Начались песнопения, и я стал смотреть на лам из тени, образуемой колоннадой. Они сидели двумя рядами, лицом друг к другу, по обе стороны нефа. Ближе всего к алтарю старший лама — в кресле, похожем на богатую шкатулку, остальные, скрестив ноги, — на низких нарах, перед пюпитрами, на которых были разложены книги с молитвами и флейты из берцовых костей, оправленных в серебро. Старший начинал, остальные подхватывали, что-то бормоча. Младший лама внес чайник с дымящимся чаем с молоком и, двигаясь по центру нефа, наполнял мисочки. Многие тут же начали прихлебывать, не прерывая бормотания. Вдруг, по знаку, данному старшим, они ударили в медные тарелки, рассыпались серебристые звуки, заиграли флейты, извлекая костяные гоны. Глухо, как гроза, зазвучал барабан из крашеной кожи и взревели две четырехметровые бурэ, установленные на маленьких деревянных козлах. Потом ламы опять стали монотонно бубнить молитвы, водя по сторонам глазами.
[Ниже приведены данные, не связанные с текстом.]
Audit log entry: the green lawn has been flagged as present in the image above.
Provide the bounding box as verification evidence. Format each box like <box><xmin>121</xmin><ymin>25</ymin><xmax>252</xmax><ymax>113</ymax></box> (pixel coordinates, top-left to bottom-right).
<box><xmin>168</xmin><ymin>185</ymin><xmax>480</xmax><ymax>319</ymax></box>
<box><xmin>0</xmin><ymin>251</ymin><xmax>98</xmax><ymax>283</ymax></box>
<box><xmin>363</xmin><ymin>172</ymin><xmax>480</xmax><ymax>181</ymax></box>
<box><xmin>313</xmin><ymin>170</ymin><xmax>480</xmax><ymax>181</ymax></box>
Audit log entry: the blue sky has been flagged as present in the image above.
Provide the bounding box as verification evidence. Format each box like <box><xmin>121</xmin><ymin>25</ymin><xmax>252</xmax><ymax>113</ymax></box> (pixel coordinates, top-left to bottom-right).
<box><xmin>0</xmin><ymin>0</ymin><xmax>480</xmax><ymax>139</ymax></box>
Я не заметил глубокой сосредоточенности на их лицах. Ламы наблюдали за зрителями и верующими — несколькими пожилыми мужчинами, а возможно, и женщинами, что трудно установить, поскольку женщины под старость бреют головы, одеваются так же, как мужчины. Вознесение молитв значительно больше походило на однообразную работу, чем на отправление духовного акта. Под этим углом зрения я увидел в них людей, выполняющих служебные обязанности. Напрашивался вопрос: что заставляет их оставаться верными своей профессии? Вероятно, им крупно повезло в жизни, и они хорошо понимают это. Ламы отличались от других глубоким внутренним покоем, достоинством, даже торжественностью, что, несомненно, имело под собой глубокую психологическую основу. Большую роль здесь наверняка играла принадлежность к клану, поскольку монашеский орден — не что иное, как клан, группа, партия, ложа, дающая своим членам опору, чувство, что они не одиноки в противопоставлении остальному миру, что каждый из них стоит перед этим миром как представитель этого клана, и поэтому для них не существует крайней опасности. Братство не допустит гибели брата.
Они полны чувства собственного достоинства, ибо они — духовники, постоянно несущие на себе символы превосходства. Пурпурной одеждой-сигналом ламы демонстрируют толпе цену своего «я». Эти милостивые посредники между просящими и Великим Знаком Вопроса могут не принять жертву, не позволить принести ее, не впустить в храм, отгородить от бога. К ним приходят верующие просить о спасении, а кто из монахов откажется от этого, а также от мнения, служащего им поддержкой, что выиграли уже при жизни и что они из тех немногих, которым повезло; самим облачением в соответствующие одежды ламы обеспечили себе место над толпой. Нет способа надежнее. Быть может, именно поэтому в храмах весьма часто раздаются призывы к смирению.
Потемнело рано, низко нависли тучи, луны не было видно. Мы собрались в гостинице. Зофья после целого дня официальных встреч и переговоров, работы над документами — соглашением о разделе коллекций между двумя странами и о территории раскопок — нашла в себе силы пригласить участников экспедиции в свой номер на именины.